Les soldats serbes et monténégrins sont descendus des montagnes pour voler les téléviseurs, les appareils domestiques et autres biens de la civilisation actuelle accumulés dans les villas extra muros, mais pour leurs chefs, le but de cette incursion barbare était d'un tout autre ordre : il fallait s'attaquer à ce qui, pour leurs peuples, est le symbole suprême de la tradition occidentale.
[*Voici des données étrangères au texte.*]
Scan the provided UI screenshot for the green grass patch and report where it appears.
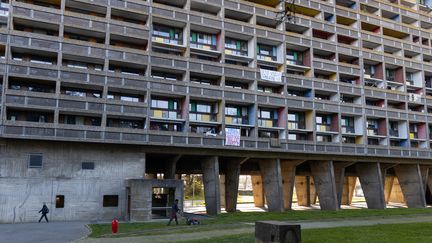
[90,208,432,238]
[181,223,432,243]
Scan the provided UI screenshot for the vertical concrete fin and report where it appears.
[225,161,240,212]
[356,163,386,209]
[394,164,426,208]
[201,156,220,215]
[309,161,339,210]
[259,159,283,212]
[280,160,297,210]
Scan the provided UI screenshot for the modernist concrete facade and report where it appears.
[0,0,432,222]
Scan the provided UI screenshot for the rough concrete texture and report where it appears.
[251,175,265,207]
[0,140,145,223]
[394,164,426,208]
[201,157,220,214]
[280,160,297,210]
[356,163,386,209]
[225,161,240,212]
[341,176,357,205]
[128,179,183,221]
[259,159,283,212]
[309,161,339,210]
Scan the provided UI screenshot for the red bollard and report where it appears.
[111,219,118,234]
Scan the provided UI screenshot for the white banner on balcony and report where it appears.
[260,69,282,82]
[225,128,240,146]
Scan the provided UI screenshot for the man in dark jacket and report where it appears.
[168,199,180,225]
[39,203,49,223]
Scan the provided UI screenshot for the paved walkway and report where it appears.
[82,215,432,243]
[0,221,89,243]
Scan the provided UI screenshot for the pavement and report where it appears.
[80,215,432,243]
[0,221,89,243]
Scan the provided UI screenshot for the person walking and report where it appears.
[167,199,180,226]
[39,203,49,223]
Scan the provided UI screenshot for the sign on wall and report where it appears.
[260,69,282,82]
[225,128,240,146]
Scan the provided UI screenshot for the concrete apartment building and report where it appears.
[0,0,432,222]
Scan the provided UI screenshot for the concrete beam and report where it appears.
[164,154,181,179]
[309,161,339,210]
[251,175,265,207]
[201,156,220,215]
[356,163,386,209]
[394,164,426,208]
[225,161,241,212]
[259,159,283,212]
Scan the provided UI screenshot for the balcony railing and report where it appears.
[152,34,183,45]
[152,109,181,119]
[257,53,277,62]
[258,118,277,127]
[389,130,399,137]
[190,41,217,51]
[189,113,217,122]
[225,46,248,57]
[316,124,331,132]
[225,116,249,125]
[288,121,306,130]
[342,127,355,133]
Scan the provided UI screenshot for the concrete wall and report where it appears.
[0,141,145,222]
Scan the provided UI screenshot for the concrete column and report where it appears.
[219,175,226,208]
[384,176,394,203]
[394,164,426,208]
[309,161,339,210]
[225,161,240,212]
[259,159,283,212]
[201,156,220,214]
[251,175,264,207]
[420,165,430,193]
[333,162,352,207]
[280,160,297,210]
[356,163,386,209]
[341,176,357,205]
[164,155,181,179]
[384,176,406,204]
[295,176,311,207]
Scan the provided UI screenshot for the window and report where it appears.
[56,195,64,208]
[103,195,118,207]
[29,154,43,168]
[81,162,94,170]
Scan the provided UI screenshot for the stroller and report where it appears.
[179,212,201,225]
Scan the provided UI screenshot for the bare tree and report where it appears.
[276,0,295,22]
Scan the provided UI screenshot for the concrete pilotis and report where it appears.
[225,161,240,212]
[309,161,339,210]
[201,156,220,214]
[259,159,283,212]
[333,162,351,207]
[251,175,264,207]
[341,176,357,205]
[280,160,297,210]
[394,164,426,208]
[356,163,386,209]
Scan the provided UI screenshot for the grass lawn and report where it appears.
[185,223,432,243]
[90,208,432,238]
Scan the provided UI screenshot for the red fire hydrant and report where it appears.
[111,219,118,234]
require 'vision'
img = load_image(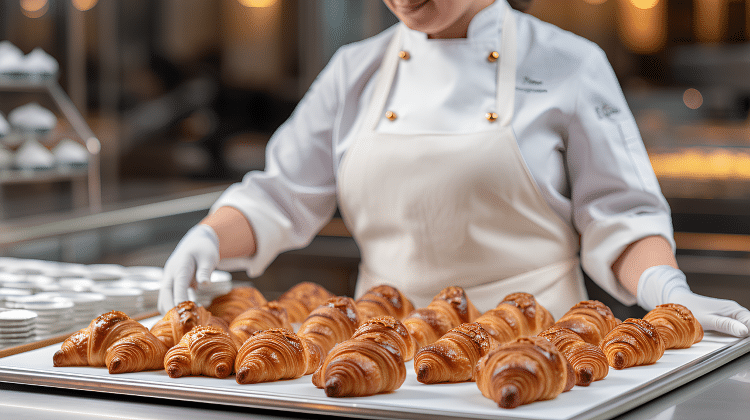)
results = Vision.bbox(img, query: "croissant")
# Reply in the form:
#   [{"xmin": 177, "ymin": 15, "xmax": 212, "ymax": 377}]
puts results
[
  {"xmin": 600, "ymin": 318, "xmax": 664, "ymax": 369},
  {"xmin": 474, "ymin": 337, "xmax": 575, "ymax": 408},
  {"xmin": 229, "ymin": 302, "xmax": 294, "ymax": 347},
  {"xmin": 555, "ymin": 300, "xmax": 619, "ymax": 346},
  {"xmin": 297, "ymin": 296, "xmax": 359, "ymax": 355},
  {"xmin": 538, "ymin": 326, "xmax": 609, "ymax": 386},
  {"xmin": 476, "ymin": 293, "xmax": 554, "ymax": 344},
  {"xmin": 277, "ymin": 282, "xmax": 334, "ymax": 323},
  {"xmin": 164, "ymin": 326, "xmax": 237, "ymax": 378},
  {"xmin": 151, "ymin": 300, "xmax": 229, "ymax": 347},
  {"xmin": 312, "ymin": 316, "xmax": 415, "ymax": 397},
  {"xmin": 414, "ymin": 322, "xmax": 497, "ymax": 384},
  {"xmin": 356, "ymin": 284, "xmax": 414, "ymax": 321},
  {"xmin": 52, "ymin": 311, "xmax": 167, "ymax": 373},
  {"xmin": 208, "ymin": 286, "xmax": 267, "ymax": 324},
  {"xmin": 643, "ymin": 303, "xmax": 703, "ymax": 349},
  {"xmin": 235, "ymin": 328, "xmax": 321, "ymax": 384},
  {"xmin": 403, "ymin": 286, "xmax": 480, "ymax": 348}
]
Il leur fallait montrer par un exemple concret que l'Occident ne veut ou ne peut plus défendre ses valeurs traditionnelles qu'avec des paroles lénifiantes ou des menaces sans conséquences.

Quel avenir pour Dubrovnik ?

Ceux des leaders serbes qui prônent la politique du mémoricide ne se trompent donc pas de cible en faisant bombarder, aujourd'hui encore (en avril 1995) et de manière ponctuelle et hautement symbolique, cette "ville ouverte", classée par l'Unesco patrimoine de l'humanité.
Dubrovnik héberge aujourd'hui des archives d'une importance capitale pour l'histoire de la Méditerranée, plusieurs instituts scientifiques dépendant de l'Académie croate des sciences et des arts (Institut d'histoire, Institut de biologie et Institut pour l'étude de la corrosion marine), enfin un Centre inter-universitaire qui organise régulièrement des symposiums et des cours d'été d'un très haut niveau. Ce Centre, détruit par le bombardement serbe, est en cours de restauration et pourrait redevenir une ruche accueillante pour les chercheurs du monde entier. à notre avis, on devrait saisir l'occasion de la réfection actuelle de la ville pour y créer une colonie d'artistes internationale. Ainsi Dubrovnik retrouverait, d'une nouvelle manière, son ancienne vocation de carrefour des civilisations.